Every morning I walk my dogs. Though I have often taken my camera with me and snapped photos of things that I’ve seen along the way, in August of 2013 I started to post these morning walk photos on Instagram. In looking back at these snapshots recently, I’ve realized how much has changed in just 2 1/2 years here in Fort Collins. I thought I’d share some of those early photos here today, both for the joy of seeing the Fort Collins we know and love as well as the opportunity to explore how it’s changing.
I first noticed this house while walking towards campus one day. I had never noticed the rounded door before. It began a search for every house in Fort Collins with a rounded door. Although I think most were built in Old Town around the 1920s, every once in awhile I find a newer house that’s sporting a similar shaped front door in some other part of town.
I took this photo while searching for the old Shoe/Bike shop that used to be near this spot.
This was another small building near the location of the old Shoe/Bike shop. But, as it turns out, the store in the old photo had been torn down and replaced with the building where La Luz and the Welsh Rabbit are today.
This is the last remaining building from the old Poudre Valley Creamery. It has since been moved (slightly) from this location. A new utility building is going up at this location. (Behind where the Butterfly building was standing in this photo.)
Ranchway Feeds is the oldest, continuously operating business in the city of Fort Collins.
I included this photo not for the bicyclists, but for what’s behind them. … or for what’s NOT behind them, I should say.
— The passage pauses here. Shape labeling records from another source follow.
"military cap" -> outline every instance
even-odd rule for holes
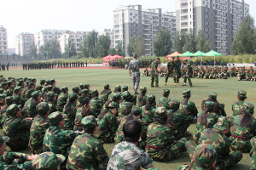
[[[16,104],[12,104],[6,110],[6,113],[9,116],[15,116],[15,115],[16,115],[16,113],[19,110],[20,110],[20,108]]]
[[[66,116],[66,114],[61,114],[60,111],[55,111],[48,116],[48,119],[51,125],[58,125]]]
[[[140,88],[140,91],[141,91],[142,93],[145,93],[145,92],[147,92],[147,88],[146,88],[146,87],[141,87],[141,88]]]
[[[36,109],[38,113],[45,114],[49,110],[49,106],[46,102],[42,102],[37,105]]]
[[[215,123],[213,128],[218,130],[225,130],[230,127],[230,124],[231,124],[231,120],[230,117],[220,116],[218,117],[218,122],[217,123]]]
[[[217,159],[217,150],[211,144],[199,144],[195,150],[195,159],[198,167],[208,169]]]
[[[179,100],[178,99],[172,99],[169,102],[170,107],[172,109],[178,109],[179,108]]]
[[[237,96],[239,96],[241,98],[245,98],[245,97],[247,97],[247,92],[241,90],[237,93]]]
[[[158,118],[166,118],[167,117],[166,109],[165,107],[156,108],[154,116]]]
[[[186,89],[184,91],[183,91],[183,97],[186,97],[186,96],[189,96],[190,95],[190,90],[189,89]]]
[[[76,99],[78,99],[78,94],[77,94],[72,93],[72,94],[68,94],[68,99],[69,99],[69,101],[73,101]]]
[[[211,92],[209,94],[209,98],[212,99],[216,99],[217,98],[217,94],[215,92]]]
[[[109,84],[103,85],[104,89],[108,90],[109,88]]]
[[[57,169],[66,157],[61,154],[53,152],[44,152],[38,155],[32,162],[32,167],[37,170],[52,170]]]
[[[90,129],[97,126],[97,122],[93,116],[87,116],[81,120],[81,125],[84,129]]]
[[[243,110],[248,111],[250,113],[253,113],[254,110],[254,105],[251,103],[244,103],[243,104]]]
Even though this photo was taken in December of 2013, not too long ago, there’s now a large apartment building in this location (at the corner of Maple and Mason, just on the other side of the tracks in this photo).
There used to be a trailer home park at the north end of Wood street. After that was cleared out, there still remained some equipment and buildings on the lot until recently, including this old truck. The land has now been cleared, a new road has been laid as well as a bike path between Wood street and the Poudre trail, and houses will be going up soon as part of the Pateros Creek development.
This vast expanse of cement wall is one side of a parking structure that went up on West Plum street. Apartments were eventually built in front of this wall, so that as you travel down the street, it’s unlikely that you’d realize there’s a parking structure located behind them.
Originally a bank, this building is probably most often known nowadays for the Nature’s Own store that has anchored this part of Old Town for as long as I can remember.
This is one of those houses that you never notice as you pass by. I had probably walked this section of street for more than a decade before I looked up one day and saw this charming Tudor style house. It’s now used as an office building.
This house was one of the first ones that gained landmark status after I had joined the Landmark Preservation Commission. So it was one of my first opportunities to see how the process worked.
Every year someone goes out to the Poudre Trail near Martinez park and they put ornaments on a couple of the evergreen trees there. It’s something that I look forward to during my morning walks in winter.